In about a year, EA will expand when the $30 million Louisiana Digital Media Center opens at Louisiana State University’s flagship campus in Baton Rouge. The center will build on the state’s existing high-tech talent pool by providing a home for EA and for LSU’s Center for Computation & Technology, an innovative research center that taps supercomputing applications to aid the work of academia and industry. Dedicated space for teaching and research at the center will foster advances in work performed by LSU and EA. The investment in the state’s intellectual capital will add momentum to what video game developers and other software firms say they are finding in thriving tech hubs in New Orleans, Lafayette, Shreveport and Baton Rouge. Growing networks of sophisticated IT workers there are creating new homegrown ventures that take advantage of Louisiana’s specialized incentives and expanding talent pool.
In North Louisiana, ConAgra Foods Lamb Weston selected a Delhi site for the world’s most advanced sweet potato processing plant, further illustrating how the state’s custom solutions can help companies develop new efficiencies through technology and workforce excellence. Lamb Weston’s more than $200 million facility will benefit from a 10-year tax advantage through Louisiana’s Industrial Tax Exemption Program and through a unique screening, hiring and training program developed by LED FastStart.
Meanwhile, Lamb Weston’s environmentally friendly plant works hand in hand with area farmers to expand regional sweet potato production. The plant deploys new technology to process and package high-quality frozen sweet potatoes, and Lamb Weston’s Leadership in Energy and Environmental Design project represents the first LEED Platinum-certified frozen foods production facility in the world.
The state “offers a great environment for business and a skilled workforce,” said Jeff DeLapp, who helped guide the project for ConAgra Foods Lamb Weston.
Louisiana also customized an incentive package for India-based Dr. Reddy’s Laboratories and the North American expansion of the firm’s pharmaceuticals site in Shreveport. A state Rapid Response Fund provided financial incentives to support a $16.5 million expansion of the existing plant, while LED FastStart developed a site-specific plan to quickly recruit and train new employees for the expanded production.
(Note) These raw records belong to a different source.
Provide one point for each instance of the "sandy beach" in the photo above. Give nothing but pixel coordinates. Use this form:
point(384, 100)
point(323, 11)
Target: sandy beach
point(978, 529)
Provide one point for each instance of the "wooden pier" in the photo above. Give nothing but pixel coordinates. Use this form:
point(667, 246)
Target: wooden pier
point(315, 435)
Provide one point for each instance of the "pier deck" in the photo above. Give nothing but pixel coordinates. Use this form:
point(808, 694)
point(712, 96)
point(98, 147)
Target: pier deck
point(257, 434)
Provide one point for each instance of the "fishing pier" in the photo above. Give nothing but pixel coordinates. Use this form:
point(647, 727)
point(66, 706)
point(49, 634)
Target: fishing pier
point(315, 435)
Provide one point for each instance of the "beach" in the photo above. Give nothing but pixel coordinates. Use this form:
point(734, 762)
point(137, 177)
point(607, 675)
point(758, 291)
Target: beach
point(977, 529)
To secure the project, the state offered sales tax rebates through LED’s Quality Jobs Program, which also offers cash rebates of up to 6 percent on payroll costs.
The incentive formula provided a winning combination for Louisiana and Dr. Reddy’s, which focuses on developing and manufacturing branded and generic pharmaceuticals. Cultivating such companies jibes with Louisiana’s goal of growing the specialty healthcare and pharmaceutical sectors.
“Our plans … are driven by the combination of several factors … (including) the work ethic of the people of North Louisiana as well as the incentives put forth at both the state and local levels,” said Amit Patel, Dr. Reddy’s senior vice president.
In short, “Made in Louisiana” means quality and performance across a breadth of manufacturing worlds.